The Premier League’s claim on being the most entertaining league in Europe has taken a boost this season with a glut of goals. There will always be debate regarding the superiority of either the Premier League or La Liga, and with Barca and Real at the height of their powers it’s been hard to build a case for the Prem. Now with the emergence of Man City, a record goals tally, new attacking formations and a plethora of tricky forwards the English league speaks a compelling narrative.
The Premier League’s top sides seem to have adopted what could best be described as the 4-2-3-1 formation. It emulates the continental Barca style, based around a possession game and most importantly, building slowly from the back. The English interpretation has brought goals galore amongst the top teams; possibly due to the unique way we seem play it with a high defensive line. Man United 8 Arsenal 2; Chelsea 3 Arsenal 5; Man United 1 Man City 6.
We now have a multitude of attacking players in our game, who play in the position we used to call ‘the hole.’ The worlds leading scorers are all of the Rooney, Messi and Ronaldo ilk; who are neither forwards nor midfielders. Our teams duly set out with three or four free roaming ‘number 10’s’ who are hard for opposing defences to track.

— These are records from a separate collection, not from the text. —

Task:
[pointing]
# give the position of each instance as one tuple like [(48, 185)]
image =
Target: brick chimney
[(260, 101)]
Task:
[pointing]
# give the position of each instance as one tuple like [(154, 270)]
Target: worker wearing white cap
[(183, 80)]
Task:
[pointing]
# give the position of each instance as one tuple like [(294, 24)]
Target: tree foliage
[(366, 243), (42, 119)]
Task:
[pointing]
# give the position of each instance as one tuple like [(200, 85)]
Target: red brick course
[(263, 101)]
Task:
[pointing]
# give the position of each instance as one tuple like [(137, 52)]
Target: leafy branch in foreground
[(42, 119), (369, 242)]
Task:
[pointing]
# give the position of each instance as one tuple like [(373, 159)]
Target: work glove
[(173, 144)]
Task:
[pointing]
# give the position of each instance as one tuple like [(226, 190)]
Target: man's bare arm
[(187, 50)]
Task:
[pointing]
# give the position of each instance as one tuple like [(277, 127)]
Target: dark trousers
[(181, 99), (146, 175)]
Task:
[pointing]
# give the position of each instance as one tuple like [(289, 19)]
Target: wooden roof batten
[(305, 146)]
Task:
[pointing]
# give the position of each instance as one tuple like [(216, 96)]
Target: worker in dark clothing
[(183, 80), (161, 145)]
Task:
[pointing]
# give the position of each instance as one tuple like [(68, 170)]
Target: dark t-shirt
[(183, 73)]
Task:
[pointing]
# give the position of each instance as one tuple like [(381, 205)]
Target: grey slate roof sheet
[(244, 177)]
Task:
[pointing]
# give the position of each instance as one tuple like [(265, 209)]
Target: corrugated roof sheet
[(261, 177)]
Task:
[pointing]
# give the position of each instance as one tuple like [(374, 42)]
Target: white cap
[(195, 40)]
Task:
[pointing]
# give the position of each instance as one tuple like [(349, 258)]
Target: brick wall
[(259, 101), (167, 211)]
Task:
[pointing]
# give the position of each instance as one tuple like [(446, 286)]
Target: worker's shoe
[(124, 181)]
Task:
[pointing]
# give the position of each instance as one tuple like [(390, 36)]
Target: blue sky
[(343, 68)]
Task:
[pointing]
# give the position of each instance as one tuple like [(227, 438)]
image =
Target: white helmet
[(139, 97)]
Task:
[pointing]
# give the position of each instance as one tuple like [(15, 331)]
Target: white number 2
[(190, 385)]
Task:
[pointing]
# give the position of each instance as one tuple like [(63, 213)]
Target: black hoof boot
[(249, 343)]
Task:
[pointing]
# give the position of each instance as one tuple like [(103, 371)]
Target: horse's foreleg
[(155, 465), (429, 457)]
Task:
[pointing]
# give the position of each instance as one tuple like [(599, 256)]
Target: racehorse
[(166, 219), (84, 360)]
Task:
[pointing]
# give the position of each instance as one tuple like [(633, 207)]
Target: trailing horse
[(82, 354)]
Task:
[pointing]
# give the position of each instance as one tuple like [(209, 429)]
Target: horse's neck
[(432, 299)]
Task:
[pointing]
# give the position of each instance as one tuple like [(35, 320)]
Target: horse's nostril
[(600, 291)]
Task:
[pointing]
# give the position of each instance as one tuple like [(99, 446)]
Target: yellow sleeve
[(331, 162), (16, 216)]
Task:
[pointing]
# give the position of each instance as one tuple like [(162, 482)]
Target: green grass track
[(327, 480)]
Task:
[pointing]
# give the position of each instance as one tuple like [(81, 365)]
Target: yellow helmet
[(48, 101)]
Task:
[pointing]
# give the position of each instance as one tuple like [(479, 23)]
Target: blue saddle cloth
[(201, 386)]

Played effectively it’s difficult not to see the 4-2-3-1 formation prevailing with the right personnel. If the opposition defence drops off they leave the front four with space to express themselves; if the defence push up towards the half way line they invite the through ball. It’s a no win situation and perhaps the best way to counter it is to match it. Man City have somewhat perfected it by installing Barry and Toure behind the midfield as defensive lynchpins, whilst the front four work hard to “swarm” the opposition in order to regain possession.
Some Premier League teams may find it hard to adapt, as ‘possession at all costs’ and patient build up is not an English characteristic. Our game is in transition. In English stadiums sideways and backwards passes are greeted with roars of disapproval, defenders take no chances and aim for row Z, and keepers still have a tendency to kick the ball long. Fabio Capello recently reprimanded England’s defenders for wasting throw-ins in their own half by aimlessly hurling the ball down the line looking for a header – a nonsensical waste of possession to a continental manager but perfect sense to an English player.
The result being, dazzlingly open encounters between the top sides, and pundits making the case for a more resolute defence. Man United have already reverted back and forth to formations that err on the side of caution, with Rooney dropping back into midfield: The Man City rout may have exposed United’s lack of personnel for the 4-2-3-1.
Man City are England’s current top side and therefore will be given the imperative to dictate the way our game is played as other teams attempt to match their success. Chelsea have already outlined a new type of technical strategy and others will surely follow.